Over the next several hours we migrated between the doors of the building, where the racket of a poorly-tuned generator was too loud to talk over, and a piece of cement on the other side of the road, where we had to watch for fast-moving trucks that would splash us with leftover storm sludge if they approached too quickly. It quickly became more humid, more hot, and more chaotic as the number of passengers hovering near the office increased. Hazard man and a cute Baja Ferries lady came out a few times with more announcements, none of which we understood. A Sonoran named Juan repeated everything they said in English for our benefit, asking his wife to repeat the announcements he missed during translation. At one point it seemed like the office was going to remain closed – one of our translators told us the generator wasn’t up to the task and they’d have to move the circus down the road – but eventually it did open and they began processing passengers. The previous semblance of two neat lines quickly dissipated but we managed to maintain our position near the front.

They started taking people in threes into the office to book tickets around 11:30 and our perseverance led to a quickish entry an hour later. We met Juan as he walked out, he was going to slam his car into the queue, “If you need any help on that side of the fence, find me.” Unfortunately, a swift back and forth led to the revelation that we needed a vehicle permit before we could get a ticket. The girl at the desk mentioned that the ferry office sold these and that it was open at this moment. James and I were now in a race to get the proper documents and back to the office for the tickets before boarding at 2. We can do this.

We piled into the car and bombed back to the ferry terminal. A security guard told us where the permit office was and we shot over there only to find no one there. Another guard radioed over an attendant and she sauntered over (a little slower than our anxious hearts could stand) and opened up the office. Fortunately she was very pretty, and very helpful. Unfortunately, they needed two things we didn’t have: Tourist cards (curse our ignorance!) and a $400 dollar deposit for the permit. US dollars. And they had no power so it had to be in cash. She gave us a map and circled where we might be able to find an open ATM, two gas stations that were actually back on line (we were running on fumes at this point), and the IMN office where we could get the tourist cards. We had just under 2 hours and we were determined to make this ferry crossing happen.

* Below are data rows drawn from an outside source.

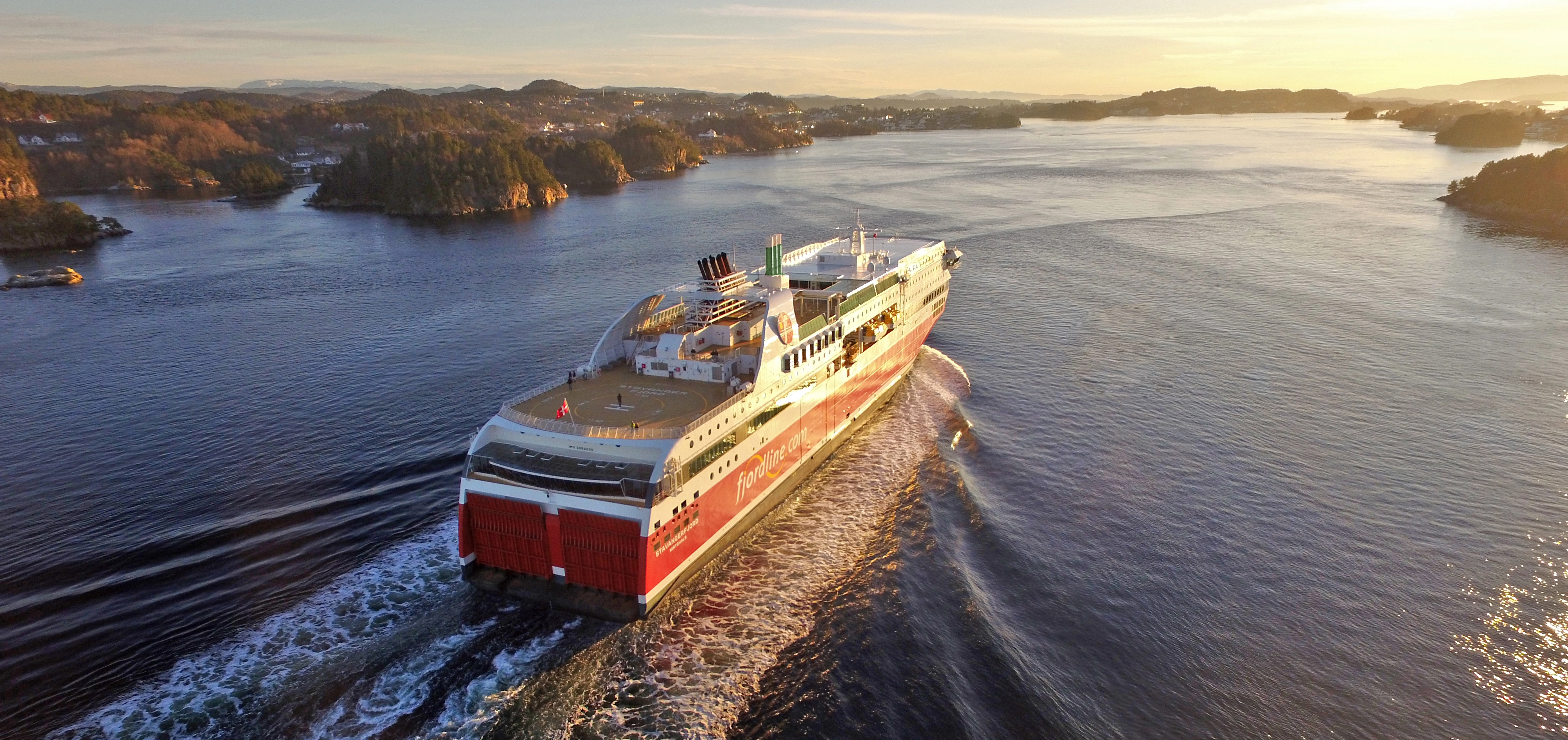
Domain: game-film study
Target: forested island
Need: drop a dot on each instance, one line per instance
(495, 142)
(1531, 190)
(1189, 101)
(29, 222)
(1475, 125)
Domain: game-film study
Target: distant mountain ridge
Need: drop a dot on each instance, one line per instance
(368, 87)
(1506, 89)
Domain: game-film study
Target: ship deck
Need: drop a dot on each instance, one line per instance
(650, 400)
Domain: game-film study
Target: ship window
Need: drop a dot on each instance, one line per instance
(713, 454)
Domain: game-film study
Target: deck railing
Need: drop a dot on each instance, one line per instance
(584, 430)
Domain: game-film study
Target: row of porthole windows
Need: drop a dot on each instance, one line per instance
(808, 350)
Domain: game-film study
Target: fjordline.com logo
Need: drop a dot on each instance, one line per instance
(768, 465)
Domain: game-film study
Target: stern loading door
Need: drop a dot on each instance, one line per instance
(603, 552)
(509, 534)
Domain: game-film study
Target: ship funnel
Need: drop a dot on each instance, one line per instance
(775, 255)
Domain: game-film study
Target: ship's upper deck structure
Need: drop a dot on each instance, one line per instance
(678, 358)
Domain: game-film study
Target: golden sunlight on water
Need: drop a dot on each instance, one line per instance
(1522, 653)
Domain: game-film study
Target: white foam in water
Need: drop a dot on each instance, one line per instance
(703, 660)
(470, 712)
(206, 693)
(399, 690)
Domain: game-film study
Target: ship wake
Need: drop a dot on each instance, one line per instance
(694, 665)
(402, 648)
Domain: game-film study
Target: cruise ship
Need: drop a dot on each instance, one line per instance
(699, 411)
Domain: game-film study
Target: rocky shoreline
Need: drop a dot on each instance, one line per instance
(43, 278)
(1528, 190)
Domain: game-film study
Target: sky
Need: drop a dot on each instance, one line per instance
(807, 46)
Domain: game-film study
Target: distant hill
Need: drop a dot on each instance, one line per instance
(368, 87)
(937, 100)
(1508, 89)
(71, 90)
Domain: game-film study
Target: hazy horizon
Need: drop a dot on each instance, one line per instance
(871, 49)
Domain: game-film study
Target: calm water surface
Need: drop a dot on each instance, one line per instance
(1257, 440)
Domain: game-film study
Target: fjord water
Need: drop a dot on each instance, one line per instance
(1232, 432)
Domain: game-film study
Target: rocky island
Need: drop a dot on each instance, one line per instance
(29, 222)
(1191, 101)
(1530, 190)
(438, 175)
(1490, 129)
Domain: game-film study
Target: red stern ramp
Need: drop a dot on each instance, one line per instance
(603, 552)
(507, 534)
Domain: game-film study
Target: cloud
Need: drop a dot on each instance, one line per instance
(15, 29)
(1285, 20)
(700, 37)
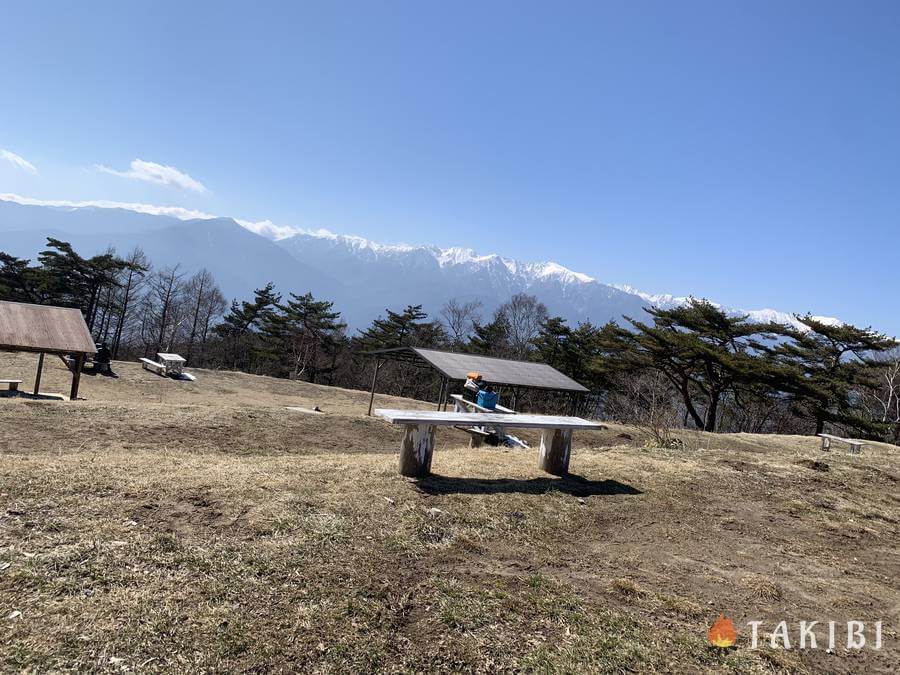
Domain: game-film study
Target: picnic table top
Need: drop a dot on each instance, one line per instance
(852, 441)
(501, 419)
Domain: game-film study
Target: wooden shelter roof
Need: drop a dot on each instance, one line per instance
(43, 328)
(455, 366)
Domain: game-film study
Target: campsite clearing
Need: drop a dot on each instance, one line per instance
(164, 525)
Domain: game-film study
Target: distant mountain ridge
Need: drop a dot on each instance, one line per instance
(362, 277)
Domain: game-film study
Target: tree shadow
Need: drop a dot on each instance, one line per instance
(31, 397)
(572, 484)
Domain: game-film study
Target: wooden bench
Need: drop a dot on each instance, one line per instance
(854, 444)
(12, 385)
(417, 444)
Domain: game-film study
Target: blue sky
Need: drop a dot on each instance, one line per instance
(747, 152)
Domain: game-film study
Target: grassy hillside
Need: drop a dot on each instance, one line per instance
(162, 525)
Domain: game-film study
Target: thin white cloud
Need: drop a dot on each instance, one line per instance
(160, 174)
(175, 211)
(19, 162)
(270, 230)
(265, 228)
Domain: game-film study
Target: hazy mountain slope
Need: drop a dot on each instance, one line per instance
(377, 276)
(238, 259)
(363, 278)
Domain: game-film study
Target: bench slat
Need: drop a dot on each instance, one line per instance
(481, 419)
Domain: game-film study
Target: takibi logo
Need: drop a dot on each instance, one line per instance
(722, 633)
(859, 635)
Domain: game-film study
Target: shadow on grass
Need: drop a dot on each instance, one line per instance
(31, 397)
(571, 484)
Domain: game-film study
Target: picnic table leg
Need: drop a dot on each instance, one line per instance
(416, 449)
(556, 446)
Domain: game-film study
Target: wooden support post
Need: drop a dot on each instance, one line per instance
(378, 365)
(76, 377)
(416, 449)
(441, 393)
(556, 446)
(37, 377)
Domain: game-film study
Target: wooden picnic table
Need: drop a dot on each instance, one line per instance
(854, 444)
(12, 385)
(417, 444)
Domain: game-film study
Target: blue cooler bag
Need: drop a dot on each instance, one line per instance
(487, 399)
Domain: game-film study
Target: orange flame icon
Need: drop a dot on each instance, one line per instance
(722, 632)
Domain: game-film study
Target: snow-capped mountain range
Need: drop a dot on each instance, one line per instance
(362, 277)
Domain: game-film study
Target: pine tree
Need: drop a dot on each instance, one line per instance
(830, 364)
(299, 335)
(242, 321)
(702, 351)
(404, 329)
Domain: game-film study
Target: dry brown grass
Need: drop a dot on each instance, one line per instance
(170, 526)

We careened back into town through the tumbled pass and fallen palms to the first spot on the map. ATMs. All powered down. No banks were back online in the only block that had any power. Fuck. Ok next. We headed for the gas stations the girl had marked. Blocks and blocks from them we ran into a nasty amount of traffic. Everyone had found out about these 2 places carrying the resource we were all hopelessly tied to and the lines to get to them were immense. Cars were lined up. So too were people with their jerry cans, lined up for blocks. Fuck. Ok, that just left the tourist cards. We headed straight there and of course the trifecta was complete. It’s Mexican Independence day and we were trying to get into a government run establishment. Fuck.

And that was that. We needed a permit which required tourist cards both of which required money which required electricity. We were defeated. Since we didn’t have 400 cash for the vehicle permit, let alone even more for the ferry tickets, not to mention the fines we’re facing from immigration officials for being in this part of the country illegal, we decided our best bet was to spend what money we did have on more beer and at least make the most of the evening. After that day we felt we’d deserved it.

On the way to the only convenience store with power in the entire city we came across a hostel that seemed to have electricity as well. We stopped in to investigate and ended up getting a room from a sweet lady named Eva. “We have air conditioning” she boasted. We were sticky, and we were in. Also in the hostel were 4 fun loving Australians (one played guitar fabulously), a knock out French girl named Sandy, and a handful of others passing in and out. We had nothing to do but wait til tomorrow so we grabbed some problem solving supplies and got comfortable.